Pallbearer: « Foundation of Burden »

Formé en 2008 à Little Rock, Arkansas, Pallbearer a sorti un premier disque de doom metal, Sorrow & Exctinction (un hommage émouvant à la mortalité qui est notre lot) dont le succès nous a fait attendre avec impatience la venue du second. Voici sous le nom de Foundation of Burden il y compte un sacré nombre de titres épiques et au long cours qui justifient l’espoir placé en eux.

« World’s Apart »ouvre le disque de manière grandiose : tonalités de guitares spectaculaires, tempo de deuil à l’état pur le tout ponctué par une mélodie irrésistible. et un rythme qui va progressivement se tordre et rejoindre des vocaux qui semble viser les cieux, La plage suivant, « Foundations », présente une facette plus dure et dense, mais le tempo va demeurer lent et traînant. Guitares et basse sonnent en confrontation avec une mélodie plus mélancolique que précédemment. Pour la première fois depuis le début du disque la musique va s’ouvrir à une section où règnera l’harmonie où les guitares abandonnent leur distorsion et adoptent un son plus chaleureux.

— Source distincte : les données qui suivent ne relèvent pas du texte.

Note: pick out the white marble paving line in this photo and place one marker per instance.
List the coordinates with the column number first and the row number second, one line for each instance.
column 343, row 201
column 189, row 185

Sur « Watcher In The Dark » les lignes endeuillées dune guitare vont se marier à une autre six cordes comme pour augmenter encore l’atmosphère de désolation et le battement léthargique de la batterie va apporter sa propre contribution à un titre qui, sur plus de dix minutes, va apporter un crescendo de plus en plus massif où l’épique le dispute à l’abattement. Le solo de guitare, bien que discret dans le mix apporte une diversité et joue avec la sensation que le morceau va se clore en « fade out » alors que la cascade sonique continue son avancée.

Il ne faudra pas chercher la subtilité ici, en particulier sur « The Ghost I Used To Be » qui promène un sentiment presque rétro avec son fracas de guitares et de percussions mais Pallbearer saura terminer en beauté avec un « Ashes » plein de grâce juste avant que l’album ne se termine sur un « Vanised » qui reprend le flambeau de l’énergie.

Foundation of Burden marche dans les pas de Deafheaven en rendant le doom metal radicalement plus riche et mélodique. C’est aussi un disque clé dans la mesure où il parvient à se balancer facilement entre le douloureux et le cathartique, montrant que l’un est souvent le chemin vers l’autre.